Tracks of the week reviewed: Janet Jackson, Calvin Harris, and Alice in Chains
Alice in Chains
Never Fade
Ever since Layne Staley checked out in 2002, Alice in Chains have quietly been doing an AC/DC: actively getting better with a new singer. That’s the beauty of someone who actually turns up to rehearsals and doesn’t piss themselves too often. Never Fade does that minor-to-major key thing that metallers keep in tight reserve for when the pyro goes off, all while mimicking prime mid-90s Chains so efficiently I keep waiting for puberty to kick in.
Janet Jackson x Daddy Yankee
Made for Now
Proof of Janet Jackson’s divinity has been mounting lately. A miracle baby at 50. The capacity to lose 70lbs overnight. Whatever it was that happened to her forehead. Now, the rarest of holy relics: a comeback single as good as her prime. As the most bankable name in 2018, Daddy Yankee earns his globe-pop keep, but this is no oldie throwing herself at a passing bandwagon. Janet reaches through; the voice of an old friend, somehow unscarred by time, beaming, beatific.
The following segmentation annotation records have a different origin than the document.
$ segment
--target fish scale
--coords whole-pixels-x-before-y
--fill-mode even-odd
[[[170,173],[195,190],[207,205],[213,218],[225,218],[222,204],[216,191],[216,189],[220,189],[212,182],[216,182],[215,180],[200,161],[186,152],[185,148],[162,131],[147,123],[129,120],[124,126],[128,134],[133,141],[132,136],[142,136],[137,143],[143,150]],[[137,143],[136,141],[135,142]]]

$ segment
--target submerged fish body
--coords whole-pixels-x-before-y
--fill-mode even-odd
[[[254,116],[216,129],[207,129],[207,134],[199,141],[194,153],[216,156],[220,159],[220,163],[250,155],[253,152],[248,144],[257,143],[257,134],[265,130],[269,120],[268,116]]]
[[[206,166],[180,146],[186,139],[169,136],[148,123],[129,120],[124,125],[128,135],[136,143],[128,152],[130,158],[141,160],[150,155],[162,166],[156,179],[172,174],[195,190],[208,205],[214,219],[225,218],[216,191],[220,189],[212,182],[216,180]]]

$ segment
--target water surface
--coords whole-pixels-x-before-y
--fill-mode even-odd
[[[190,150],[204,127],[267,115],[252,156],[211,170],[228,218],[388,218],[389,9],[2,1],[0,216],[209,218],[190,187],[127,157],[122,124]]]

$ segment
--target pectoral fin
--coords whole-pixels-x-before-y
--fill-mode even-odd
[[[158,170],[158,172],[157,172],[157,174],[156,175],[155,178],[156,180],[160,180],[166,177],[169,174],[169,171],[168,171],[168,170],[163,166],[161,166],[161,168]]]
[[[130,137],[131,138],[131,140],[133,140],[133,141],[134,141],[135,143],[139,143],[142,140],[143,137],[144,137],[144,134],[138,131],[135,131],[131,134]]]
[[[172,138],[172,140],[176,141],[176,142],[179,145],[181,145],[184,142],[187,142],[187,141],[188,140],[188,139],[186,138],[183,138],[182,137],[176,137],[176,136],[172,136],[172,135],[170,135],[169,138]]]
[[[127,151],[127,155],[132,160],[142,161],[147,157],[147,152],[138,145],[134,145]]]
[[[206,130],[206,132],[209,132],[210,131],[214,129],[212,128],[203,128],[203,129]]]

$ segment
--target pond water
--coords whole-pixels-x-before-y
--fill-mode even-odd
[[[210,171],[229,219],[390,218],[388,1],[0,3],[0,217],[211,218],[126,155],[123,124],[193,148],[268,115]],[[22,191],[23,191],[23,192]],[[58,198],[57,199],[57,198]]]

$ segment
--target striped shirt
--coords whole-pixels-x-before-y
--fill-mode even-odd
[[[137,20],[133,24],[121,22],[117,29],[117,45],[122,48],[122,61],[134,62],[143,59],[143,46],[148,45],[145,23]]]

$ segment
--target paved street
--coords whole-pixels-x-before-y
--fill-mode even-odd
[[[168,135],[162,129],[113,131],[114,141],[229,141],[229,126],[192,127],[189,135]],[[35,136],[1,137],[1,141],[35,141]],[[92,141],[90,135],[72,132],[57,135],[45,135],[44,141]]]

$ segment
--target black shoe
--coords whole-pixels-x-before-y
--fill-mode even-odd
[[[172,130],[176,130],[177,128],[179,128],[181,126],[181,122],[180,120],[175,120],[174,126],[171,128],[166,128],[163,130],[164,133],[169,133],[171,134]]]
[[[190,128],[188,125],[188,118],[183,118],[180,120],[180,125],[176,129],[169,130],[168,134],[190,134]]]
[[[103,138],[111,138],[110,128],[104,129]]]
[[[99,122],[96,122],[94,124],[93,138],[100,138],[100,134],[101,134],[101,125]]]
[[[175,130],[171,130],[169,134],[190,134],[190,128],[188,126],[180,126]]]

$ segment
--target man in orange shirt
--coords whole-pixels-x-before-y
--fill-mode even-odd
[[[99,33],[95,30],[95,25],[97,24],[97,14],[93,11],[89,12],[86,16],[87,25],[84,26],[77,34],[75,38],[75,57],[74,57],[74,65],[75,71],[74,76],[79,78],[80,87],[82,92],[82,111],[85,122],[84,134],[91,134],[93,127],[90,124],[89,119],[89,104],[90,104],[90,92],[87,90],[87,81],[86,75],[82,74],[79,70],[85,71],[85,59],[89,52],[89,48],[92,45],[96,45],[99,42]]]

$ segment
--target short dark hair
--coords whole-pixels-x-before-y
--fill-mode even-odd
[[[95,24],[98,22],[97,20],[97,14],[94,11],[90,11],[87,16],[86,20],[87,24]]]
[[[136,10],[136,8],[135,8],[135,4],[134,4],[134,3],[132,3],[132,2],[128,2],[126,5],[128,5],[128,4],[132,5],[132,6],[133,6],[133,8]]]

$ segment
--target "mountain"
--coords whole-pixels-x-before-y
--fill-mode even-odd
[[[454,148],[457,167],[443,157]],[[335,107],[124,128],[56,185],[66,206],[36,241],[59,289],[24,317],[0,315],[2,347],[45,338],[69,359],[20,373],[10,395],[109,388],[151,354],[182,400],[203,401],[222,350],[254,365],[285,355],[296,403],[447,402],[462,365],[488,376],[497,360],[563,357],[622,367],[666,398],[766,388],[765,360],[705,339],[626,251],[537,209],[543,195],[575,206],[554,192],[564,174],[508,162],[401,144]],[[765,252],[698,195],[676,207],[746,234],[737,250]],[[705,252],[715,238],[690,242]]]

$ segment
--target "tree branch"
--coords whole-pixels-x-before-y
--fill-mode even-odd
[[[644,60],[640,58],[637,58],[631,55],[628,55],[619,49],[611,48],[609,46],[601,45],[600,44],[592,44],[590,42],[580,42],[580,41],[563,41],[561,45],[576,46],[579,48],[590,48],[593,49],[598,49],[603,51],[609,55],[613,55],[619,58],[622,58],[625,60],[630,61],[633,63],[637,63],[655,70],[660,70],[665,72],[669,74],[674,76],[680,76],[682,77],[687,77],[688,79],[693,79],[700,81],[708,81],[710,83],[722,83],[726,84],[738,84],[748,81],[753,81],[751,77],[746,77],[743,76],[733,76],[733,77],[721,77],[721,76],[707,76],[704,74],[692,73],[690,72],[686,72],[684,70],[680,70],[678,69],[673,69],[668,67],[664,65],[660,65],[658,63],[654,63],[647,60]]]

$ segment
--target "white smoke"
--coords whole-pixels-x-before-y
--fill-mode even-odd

Calvin Harris ft Sam Smith
Promises
“Are you drunk enough not to judge what I’m doing?” is Sam Smith’s opening gambit. Pished out of my cobra, Sammy – after all it’s midday. But I’m still going to give you the Supreme Court of Pop treatment. Evidence Bit One: this clearly should have been called Tonight but they didn’t want to mix it up with all the other songs called Tonight. Evidence Thingy Two: it’s boring. Sentence: hanging. But only light hanging, like with a dishrag or something, just so his sad doe-eyes bulge a bit.
Cat Power ft Lana Del Rey
Woman
Cat Power might easily have bagged Best Track if she didn’t spend every word of her chorus chanting “woman” in a strange mystical tone as if she’s angling to get this into the next Dove Body Soap campaign. Lana Del Rey turns up, but only to add little hype-man moments of emphasis, more of a generational baton-pass than a “ft”.
Connan Mockasin
Con Conn Was Impatient
Connan is widely known as a genius in artsy circles, mainly because he is wacky. Con Conn Was Impatient is culled from an album, soundtracking a film, Bostyn ’N Dobsyn, about a band made up of teachers, which stars Connan, in a wig, looking like a remake of Les Liasons Dangereuses shot by an LA porn company in 1989. Happily, Connan’s wacky stick has burned out on that concepting, leaving the song: slight, languid, winsome, and very nice.